You know how life is sometimes not what you planned? Yup, that’s has basically been my story the last few weeks.
And while I kind of feel like I’m a over sharer, I also kind of feel like I want my people to know what’s going on. (If you’re reading this, you’re my people) I can feel your strength around me helping me and encouraging me. And am so beyond grateful for your love and prayers on my behalf.
I feel like I had been improving in my MS journey. While I still don’t have much feeling in my legs, I felt like I was adjusting pretty well to life. I’m working at my kids school in SPED (which I love) and have felt pretty good about how things were going in life and how I was adjusting to my new normal.
So when I started having troubles getting my legs to move, and they started getting unforgivable charley horses, I wasn’t sure what was happening with me.
MS is kind of weird in that you can have worsening of symptoms caused by things like being sick, heat, stress or infections. These symptoms come and go (sometimes several times throughout the day). Or you can have worsening of symptoms caused by a relapse (more active lesions in the brain). And Trying to decide which one you’re having is hard.
So after 3 days of my pain increasing and walking decreasing I decided to call my neurologist just to see what he thought. While I was waiting for him to call me back I had to run to the endodontist.
Remember that time in high school when I fell 30 feet and shattered my face and lots of teeth were damaged? Well, for some reason my body has recently decided to start absorbing the teeth that were traumatized all those years ago. Well, it just so happened that the same day I was feeling awful from my MS, I had an apt with the endodontist to see if he could save some of my teeth or if they needed to be pulled.
So, while I was sitting in the dental chair, explaining the story to my new endodontist of why my teeth were so damaged and why I have screws and plates in my face, and then why I was having a hard time walking and standing and the whole MS thing, the neurologist called telling me to go to the ER to start infusions and get an MRI he thought I was most liking having a relapse.
Sigh, so I finished my dental apt, (where the endodontist said my teeth were a very unique case, because not only were my teeth being absorbed, but the canals had also calcified making root canals very tricky. But he still wanted to try but to know there was a high possibility it wouldn’t work) Anyway, I finished my apt, arranged kid care and drove myself to the ER. (Wally was gone)
MRI confirmed that I did have several active new lesions, and was indeed having a relapse. So the doc started me on a IV infusion in the ER. Then sent me home with instructions to come back a few hours the next several day and finish them at the infusion center. (Which I did )
In the midst of all this, the tooth behind the one the dentist was looking at, (it already had a root canal and crown) broke off. (Stupid milk duds)
But I was starting to feel so much better from the infusions. I had regained most of my mobility again and my pain was under control.
So, I had my root canal which the appointment took 3 hours because of its unique nature. BUT so far it looks good so hopefully it won’t end up having to to pulled. Yeah!!
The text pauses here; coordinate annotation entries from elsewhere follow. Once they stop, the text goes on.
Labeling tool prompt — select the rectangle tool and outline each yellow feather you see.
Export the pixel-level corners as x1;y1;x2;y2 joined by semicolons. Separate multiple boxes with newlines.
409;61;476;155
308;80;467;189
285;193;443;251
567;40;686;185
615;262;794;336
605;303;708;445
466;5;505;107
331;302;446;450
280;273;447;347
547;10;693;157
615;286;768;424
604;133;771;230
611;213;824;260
Life was looking up again.
Then today, while I was at church, I started getting really hot. As I got up to leave I couldn’t make my legs work. (This is a psuedo flair caused by heat). They were collapsing underneath me. Bless my sweet kids hearts. Cole and Avery immediately got on each side of me to keep me from falling and helped me into the foyer. I am still so embarrassed. It happened so fast. And of course once I realized I had no control over my legs, the tears automatically started to flow. (I’ve never had control over my tears though, so this wasn’t new). Wally got me home and between rest and just cooling down I’m doing ok again. I’m still so mortified I wasn’t more prepared and that I lost control so quickly. I had been feeling so much better since my infusions so hadn’t taken my cane or walker to church.
It’s been a hard few week. But I also see the miracles.
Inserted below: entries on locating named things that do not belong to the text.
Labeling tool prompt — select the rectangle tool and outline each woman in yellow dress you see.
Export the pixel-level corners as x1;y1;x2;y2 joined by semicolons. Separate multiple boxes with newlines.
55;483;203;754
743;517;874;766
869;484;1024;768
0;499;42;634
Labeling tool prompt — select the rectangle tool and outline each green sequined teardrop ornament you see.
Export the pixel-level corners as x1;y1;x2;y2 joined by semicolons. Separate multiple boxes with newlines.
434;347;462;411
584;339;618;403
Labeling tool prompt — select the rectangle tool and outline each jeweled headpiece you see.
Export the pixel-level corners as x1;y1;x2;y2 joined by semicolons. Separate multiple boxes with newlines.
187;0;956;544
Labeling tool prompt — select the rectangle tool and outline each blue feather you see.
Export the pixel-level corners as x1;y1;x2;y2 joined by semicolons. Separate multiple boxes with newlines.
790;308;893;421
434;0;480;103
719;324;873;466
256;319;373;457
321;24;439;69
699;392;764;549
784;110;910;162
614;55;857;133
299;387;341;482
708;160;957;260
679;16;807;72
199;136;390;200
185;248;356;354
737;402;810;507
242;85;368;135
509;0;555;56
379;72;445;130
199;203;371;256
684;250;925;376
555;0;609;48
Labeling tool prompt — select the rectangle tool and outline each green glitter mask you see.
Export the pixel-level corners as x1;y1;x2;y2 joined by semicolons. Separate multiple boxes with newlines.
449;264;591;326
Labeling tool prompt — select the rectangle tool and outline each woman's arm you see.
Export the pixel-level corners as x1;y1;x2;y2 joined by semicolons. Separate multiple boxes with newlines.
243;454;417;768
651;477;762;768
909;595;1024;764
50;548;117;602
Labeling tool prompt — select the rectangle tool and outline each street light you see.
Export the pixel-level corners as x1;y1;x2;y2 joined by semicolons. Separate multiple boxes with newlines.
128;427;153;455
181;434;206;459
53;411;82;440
My co workers are amazing and help me laugh and see outside my own problems.
The night I went to the ER was our ward Halloween party. My neighbors teenage son asked if he could take my kids so they wouldn’t miss. So beyond grateful.
The day after the ER was Halloween. I felt awful but wanted so much to be with my kids at our cities Mayors walk and carnival. A sweet family let us cut to the very front of the line so I wouldn’t have to wait.
Today, a sweet friend grabbed my kids and immediately took care of them at church so I wouldn’t have to worry.
And my sweet husband let me cry on his shoulder for hours today. I don’t know how I got so lucky.
And this one might be a little vain but, I’m so grateful that even though I feel terrible, I don’t look terrible.
This is hard. I’m not a fan of what’s happening to me. And at the same time, I see so many amazing things. People are amazing. Kindness and love surrounds our family in a way I’ll never be able to repay. I’m so blessed to have you all as my people.